None of the above (except for the analysis of the water maze test) took any real brain power on my part. I wasn’t doing super delicate surgeries (which I also had to do as part of my doctoral work) or complex math that required me to remain focused on the task at hand. The sectioning of the brain tissue was REALLY mindless work. All you do is slice a piece of tissue and put it on a slide, repeat until the slide is full, then move on to another slide. I spent weeks sectioning tissue after spending 3 months straight doing the water maze testing.

My mind was left free to do a lot of other things. Sometimes, I would listen to the radio. I was the only one in the lab toward the end so there wasn’t anyone to complain about my music. But most of the time, I would let the characters talk to their heart’s content.
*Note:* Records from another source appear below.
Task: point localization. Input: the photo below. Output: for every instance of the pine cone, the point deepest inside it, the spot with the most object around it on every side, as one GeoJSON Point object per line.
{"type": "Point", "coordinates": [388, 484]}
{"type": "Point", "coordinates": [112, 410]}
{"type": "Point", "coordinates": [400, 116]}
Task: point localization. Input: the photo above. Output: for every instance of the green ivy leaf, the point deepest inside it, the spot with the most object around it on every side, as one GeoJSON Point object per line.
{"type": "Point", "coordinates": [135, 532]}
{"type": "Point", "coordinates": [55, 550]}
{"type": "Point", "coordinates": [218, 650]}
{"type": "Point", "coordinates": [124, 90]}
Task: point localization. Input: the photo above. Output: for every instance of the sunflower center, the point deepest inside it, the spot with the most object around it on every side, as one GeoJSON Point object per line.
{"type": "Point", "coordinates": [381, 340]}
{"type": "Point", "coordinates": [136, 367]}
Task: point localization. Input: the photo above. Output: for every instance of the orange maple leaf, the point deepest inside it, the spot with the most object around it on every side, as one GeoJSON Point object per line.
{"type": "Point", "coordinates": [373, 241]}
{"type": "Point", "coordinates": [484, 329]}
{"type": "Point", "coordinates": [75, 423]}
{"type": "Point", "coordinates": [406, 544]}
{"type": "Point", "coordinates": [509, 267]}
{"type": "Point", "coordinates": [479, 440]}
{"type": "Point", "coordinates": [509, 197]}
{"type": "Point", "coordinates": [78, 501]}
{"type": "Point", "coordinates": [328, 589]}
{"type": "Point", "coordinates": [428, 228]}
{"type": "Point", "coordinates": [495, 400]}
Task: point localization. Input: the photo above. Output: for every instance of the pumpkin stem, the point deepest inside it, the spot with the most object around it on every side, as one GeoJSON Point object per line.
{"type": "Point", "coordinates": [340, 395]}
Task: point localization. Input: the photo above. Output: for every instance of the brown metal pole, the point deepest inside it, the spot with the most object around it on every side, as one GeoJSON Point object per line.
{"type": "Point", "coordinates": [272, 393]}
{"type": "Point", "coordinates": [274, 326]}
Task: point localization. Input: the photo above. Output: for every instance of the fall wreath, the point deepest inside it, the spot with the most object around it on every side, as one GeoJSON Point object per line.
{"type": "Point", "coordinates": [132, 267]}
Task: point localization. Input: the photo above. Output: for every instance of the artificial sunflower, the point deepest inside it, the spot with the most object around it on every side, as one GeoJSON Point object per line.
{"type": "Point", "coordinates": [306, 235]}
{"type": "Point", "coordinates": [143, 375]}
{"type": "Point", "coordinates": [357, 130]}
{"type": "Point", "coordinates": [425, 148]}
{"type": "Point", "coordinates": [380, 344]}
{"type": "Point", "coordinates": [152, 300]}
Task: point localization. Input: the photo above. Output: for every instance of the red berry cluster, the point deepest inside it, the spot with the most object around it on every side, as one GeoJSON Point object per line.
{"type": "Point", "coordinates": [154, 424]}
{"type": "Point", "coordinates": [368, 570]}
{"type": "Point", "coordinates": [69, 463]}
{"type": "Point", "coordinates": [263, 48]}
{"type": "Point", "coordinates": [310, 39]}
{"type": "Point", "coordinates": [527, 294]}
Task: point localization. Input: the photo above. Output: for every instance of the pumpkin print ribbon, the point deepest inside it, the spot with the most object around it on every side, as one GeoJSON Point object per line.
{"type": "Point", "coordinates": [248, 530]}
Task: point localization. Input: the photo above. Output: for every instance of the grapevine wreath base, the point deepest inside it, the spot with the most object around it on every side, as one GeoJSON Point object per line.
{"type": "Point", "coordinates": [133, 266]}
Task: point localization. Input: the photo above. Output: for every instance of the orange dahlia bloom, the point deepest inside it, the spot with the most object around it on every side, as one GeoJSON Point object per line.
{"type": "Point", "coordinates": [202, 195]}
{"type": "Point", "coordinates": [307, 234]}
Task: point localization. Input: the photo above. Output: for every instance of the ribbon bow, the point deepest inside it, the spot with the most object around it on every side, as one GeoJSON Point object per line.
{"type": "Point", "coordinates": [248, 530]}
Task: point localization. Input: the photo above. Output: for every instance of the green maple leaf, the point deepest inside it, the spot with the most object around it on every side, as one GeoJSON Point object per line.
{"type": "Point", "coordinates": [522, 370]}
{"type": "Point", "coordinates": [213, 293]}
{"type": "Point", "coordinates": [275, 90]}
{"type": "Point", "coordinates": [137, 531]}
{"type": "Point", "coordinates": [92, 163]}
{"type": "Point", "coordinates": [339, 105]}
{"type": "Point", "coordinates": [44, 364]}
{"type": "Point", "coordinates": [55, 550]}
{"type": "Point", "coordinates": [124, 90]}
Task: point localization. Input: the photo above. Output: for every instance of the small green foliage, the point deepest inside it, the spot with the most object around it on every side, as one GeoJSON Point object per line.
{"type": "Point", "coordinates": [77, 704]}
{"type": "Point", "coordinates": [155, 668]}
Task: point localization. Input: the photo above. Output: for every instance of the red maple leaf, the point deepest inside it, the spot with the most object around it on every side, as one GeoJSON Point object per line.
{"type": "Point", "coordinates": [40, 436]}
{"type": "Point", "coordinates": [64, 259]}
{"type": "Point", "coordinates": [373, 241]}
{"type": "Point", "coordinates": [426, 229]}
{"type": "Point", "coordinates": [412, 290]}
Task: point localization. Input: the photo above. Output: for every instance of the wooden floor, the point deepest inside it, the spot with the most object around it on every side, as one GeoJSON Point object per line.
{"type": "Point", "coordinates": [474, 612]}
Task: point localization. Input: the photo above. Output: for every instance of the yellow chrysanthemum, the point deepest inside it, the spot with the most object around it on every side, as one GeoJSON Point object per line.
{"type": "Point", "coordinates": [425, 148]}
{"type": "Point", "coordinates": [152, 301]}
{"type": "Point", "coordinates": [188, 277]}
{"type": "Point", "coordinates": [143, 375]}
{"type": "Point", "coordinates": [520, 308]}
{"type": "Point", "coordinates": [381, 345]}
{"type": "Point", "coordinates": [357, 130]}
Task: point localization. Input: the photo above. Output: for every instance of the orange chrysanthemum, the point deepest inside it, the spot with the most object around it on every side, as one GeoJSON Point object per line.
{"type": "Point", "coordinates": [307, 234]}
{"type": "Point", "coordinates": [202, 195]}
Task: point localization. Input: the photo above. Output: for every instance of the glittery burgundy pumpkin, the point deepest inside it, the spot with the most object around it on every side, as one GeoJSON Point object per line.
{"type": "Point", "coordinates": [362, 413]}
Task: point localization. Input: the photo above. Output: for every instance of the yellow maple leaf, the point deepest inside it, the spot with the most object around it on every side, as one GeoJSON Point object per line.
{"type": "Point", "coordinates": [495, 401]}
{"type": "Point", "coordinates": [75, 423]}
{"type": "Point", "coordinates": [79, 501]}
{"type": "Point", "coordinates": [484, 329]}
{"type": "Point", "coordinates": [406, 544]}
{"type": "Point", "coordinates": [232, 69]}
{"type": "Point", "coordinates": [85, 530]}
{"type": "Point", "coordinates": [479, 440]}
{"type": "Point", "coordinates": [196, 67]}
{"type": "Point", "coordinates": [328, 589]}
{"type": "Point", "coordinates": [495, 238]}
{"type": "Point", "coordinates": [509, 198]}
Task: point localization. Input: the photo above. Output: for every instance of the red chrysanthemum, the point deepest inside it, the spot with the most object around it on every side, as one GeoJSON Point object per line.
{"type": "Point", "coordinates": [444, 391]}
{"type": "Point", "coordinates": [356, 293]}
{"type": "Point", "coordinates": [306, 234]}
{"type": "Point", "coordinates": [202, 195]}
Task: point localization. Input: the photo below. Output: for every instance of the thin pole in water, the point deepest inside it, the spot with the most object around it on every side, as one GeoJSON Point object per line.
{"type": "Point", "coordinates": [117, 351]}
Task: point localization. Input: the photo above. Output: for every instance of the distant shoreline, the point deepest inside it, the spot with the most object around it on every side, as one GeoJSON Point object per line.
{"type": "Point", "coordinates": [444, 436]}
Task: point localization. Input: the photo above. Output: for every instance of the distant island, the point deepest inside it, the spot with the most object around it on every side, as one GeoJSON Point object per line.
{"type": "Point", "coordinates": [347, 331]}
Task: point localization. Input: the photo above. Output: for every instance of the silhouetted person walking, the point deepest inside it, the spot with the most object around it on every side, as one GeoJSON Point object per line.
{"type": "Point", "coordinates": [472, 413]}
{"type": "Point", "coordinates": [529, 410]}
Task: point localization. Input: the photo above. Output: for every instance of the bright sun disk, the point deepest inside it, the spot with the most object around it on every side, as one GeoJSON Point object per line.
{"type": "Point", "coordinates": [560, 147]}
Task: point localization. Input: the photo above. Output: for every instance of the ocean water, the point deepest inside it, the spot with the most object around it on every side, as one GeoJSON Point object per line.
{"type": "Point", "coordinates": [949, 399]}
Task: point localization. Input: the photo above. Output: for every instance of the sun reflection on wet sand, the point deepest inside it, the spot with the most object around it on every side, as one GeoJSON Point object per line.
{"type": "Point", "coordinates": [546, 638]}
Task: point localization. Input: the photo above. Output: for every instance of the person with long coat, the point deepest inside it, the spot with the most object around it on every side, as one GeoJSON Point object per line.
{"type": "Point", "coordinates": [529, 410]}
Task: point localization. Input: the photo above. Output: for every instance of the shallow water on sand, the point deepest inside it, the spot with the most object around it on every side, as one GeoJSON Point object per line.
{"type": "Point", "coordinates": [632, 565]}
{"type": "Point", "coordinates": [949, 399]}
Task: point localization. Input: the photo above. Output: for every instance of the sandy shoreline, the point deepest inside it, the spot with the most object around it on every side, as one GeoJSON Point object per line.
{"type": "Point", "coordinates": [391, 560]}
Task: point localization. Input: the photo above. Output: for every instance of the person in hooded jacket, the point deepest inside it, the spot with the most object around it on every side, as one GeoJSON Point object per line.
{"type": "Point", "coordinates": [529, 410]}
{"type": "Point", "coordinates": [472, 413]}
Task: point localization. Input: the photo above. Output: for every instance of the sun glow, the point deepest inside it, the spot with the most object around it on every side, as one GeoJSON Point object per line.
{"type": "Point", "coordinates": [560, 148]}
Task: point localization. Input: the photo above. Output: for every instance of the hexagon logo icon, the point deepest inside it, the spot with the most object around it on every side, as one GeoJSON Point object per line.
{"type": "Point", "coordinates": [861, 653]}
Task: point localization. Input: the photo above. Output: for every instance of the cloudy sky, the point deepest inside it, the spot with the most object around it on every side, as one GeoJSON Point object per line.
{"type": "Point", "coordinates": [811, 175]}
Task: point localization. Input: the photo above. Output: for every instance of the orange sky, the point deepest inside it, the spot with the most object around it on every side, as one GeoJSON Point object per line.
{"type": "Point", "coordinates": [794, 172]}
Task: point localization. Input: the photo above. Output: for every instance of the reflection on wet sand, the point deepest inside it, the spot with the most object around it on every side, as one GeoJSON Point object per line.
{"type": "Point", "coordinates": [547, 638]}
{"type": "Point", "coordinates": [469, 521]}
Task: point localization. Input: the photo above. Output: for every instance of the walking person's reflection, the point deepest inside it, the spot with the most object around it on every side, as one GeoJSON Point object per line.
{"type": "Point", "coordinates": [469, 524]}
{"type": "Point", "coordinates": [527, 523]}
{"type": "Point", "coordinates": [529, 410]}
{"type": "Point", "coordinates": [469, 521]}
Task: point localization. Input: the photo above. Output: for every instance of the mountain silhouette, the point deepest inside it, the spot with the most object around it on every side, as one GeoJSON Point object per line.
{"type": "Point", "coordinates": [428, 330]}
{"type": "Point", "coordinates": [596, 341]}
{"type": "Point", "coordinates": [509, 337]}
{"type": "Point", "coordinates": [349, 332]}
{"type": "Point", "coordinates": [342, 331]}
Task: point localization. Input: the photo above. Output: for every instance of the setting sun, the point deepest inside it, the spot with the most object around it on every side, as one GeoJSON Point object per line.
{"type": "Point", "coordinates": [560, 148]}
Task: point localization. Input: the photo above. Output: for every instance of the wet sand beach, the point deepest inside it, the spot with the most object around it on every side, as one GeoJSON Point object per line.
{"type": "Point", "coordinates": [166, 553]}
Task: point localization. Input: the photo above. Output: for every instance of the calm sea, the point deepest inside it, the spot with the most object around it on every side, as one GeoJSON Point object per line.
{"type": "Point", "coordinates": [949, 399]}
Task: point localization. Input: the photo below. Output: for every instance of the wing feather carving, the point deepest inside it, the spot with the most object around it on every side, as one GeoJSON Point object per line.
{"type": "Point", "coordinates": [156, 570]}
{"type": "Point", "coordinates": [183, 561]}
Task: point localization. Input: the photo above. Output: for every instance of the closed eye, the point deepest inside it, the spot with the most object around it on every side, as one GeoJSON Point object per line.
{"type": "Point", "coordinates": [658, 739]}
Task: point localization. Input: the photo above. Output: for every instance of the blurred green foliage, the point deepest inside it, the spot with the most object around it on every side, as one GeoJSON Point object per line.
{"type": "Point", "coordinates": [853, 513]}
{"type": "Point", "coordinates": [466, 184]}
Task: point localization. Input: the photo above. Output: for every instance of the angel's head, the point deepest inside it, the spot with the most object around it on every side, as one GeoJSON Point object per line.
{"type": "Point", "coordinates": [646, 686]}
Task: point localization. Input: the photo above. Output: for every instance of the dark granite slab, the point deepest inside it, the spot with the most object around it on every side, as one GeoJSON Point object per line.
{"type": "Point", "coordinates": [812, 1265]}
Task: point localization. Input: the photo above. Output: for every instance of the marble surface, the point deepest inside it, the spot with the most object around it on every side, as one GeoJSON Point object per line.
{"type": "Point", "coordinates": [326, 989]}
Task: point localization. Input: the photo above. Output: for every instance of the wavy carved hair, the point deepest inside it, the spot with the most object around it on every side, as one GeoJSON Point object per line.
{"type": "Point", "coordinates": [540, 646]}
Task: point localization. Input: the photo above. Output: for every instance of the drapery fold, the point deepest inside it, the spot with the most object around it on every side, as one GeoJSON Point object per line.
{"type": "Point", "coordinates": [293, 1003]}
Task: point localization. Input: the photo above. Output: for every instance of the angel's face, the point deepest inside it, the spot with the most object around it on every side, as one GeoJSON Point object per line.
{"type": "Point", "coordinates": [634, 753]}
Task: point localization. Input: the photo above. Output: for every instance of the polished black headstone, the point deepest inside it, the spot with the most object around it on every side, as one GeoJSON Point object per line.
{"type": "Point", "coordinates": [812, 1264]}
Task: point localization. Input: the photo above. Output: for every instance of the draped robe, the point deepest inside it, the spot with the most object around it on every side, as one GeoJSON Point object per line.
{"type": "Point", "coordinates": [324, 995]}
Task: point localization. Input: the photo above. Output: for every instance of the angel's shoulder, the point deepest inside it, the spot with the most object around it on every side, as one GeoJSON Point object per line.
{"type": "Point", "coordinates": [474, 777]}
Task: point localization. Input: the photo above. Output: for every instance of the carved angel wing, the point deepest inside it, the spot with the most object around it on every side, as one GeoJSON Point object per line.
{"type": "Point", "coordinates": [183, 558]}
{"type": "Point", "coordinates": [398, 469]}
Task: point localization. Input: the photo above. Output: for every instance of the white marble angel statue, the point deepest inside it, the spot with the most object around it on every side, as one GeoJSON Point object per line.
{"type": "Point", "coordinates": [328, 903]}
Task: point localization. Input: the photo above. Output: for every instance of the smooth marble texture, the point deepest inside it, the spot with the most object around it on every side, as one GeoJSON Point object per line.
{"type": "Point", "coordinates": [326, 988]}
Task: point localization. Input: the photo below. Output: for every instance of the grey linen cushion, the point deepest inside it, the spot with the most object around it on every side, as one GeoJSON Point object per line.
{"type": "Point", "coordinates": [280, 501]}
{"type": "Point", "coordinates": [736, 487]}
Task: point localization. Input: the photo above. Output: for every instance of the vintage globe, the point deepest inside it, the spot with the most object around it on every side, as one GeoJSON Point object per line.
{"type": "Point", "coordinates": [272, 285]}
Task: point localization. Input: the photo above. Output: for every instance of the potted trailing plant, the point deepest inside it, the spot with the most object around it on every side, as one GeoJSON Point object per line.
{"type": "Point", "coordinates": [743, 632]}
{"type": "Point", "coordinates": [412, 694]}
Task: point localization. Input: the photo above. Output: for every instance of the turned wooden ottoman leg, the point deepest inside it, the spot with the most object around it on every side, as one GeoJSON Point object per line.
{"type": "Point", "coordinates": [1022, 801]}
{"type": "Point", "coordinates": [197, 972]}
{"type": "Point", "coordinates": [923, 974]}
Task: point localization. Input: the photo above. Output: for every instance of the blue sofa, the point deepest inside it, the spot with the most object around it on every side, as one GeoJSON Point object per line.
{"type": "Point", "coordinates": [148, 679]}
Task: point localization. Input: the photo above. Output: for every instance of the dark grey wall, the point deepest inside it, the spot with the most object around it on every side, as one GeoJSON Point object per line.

I found that these sessions really let me hash out dialog and to really listen to their individual voices and personalities, and to try my best to let that come out in the writing (which is hard with as many main characters as I had).

These times were also useful for working out the direction of the next chapter, or two or three sometimes, depending on how easily things worked themselves out. I kept a little spiral notebook to write stuff down but I didn’t use it nearly as often as I thought I would. I was quite surprised at how well I could remember the scenes that has just unfolded in my mind.

I hope that someday I can see my work on the big screen. Maybe because I have already “seen” it in these moments. I have also had several people tell me that as they were reading The Chosen, they could also see the movie playing in their head.

So how do you work through your scenes? Do you plan everything in your head before you write, or do you plan on paper, and rewrite each scene over and over?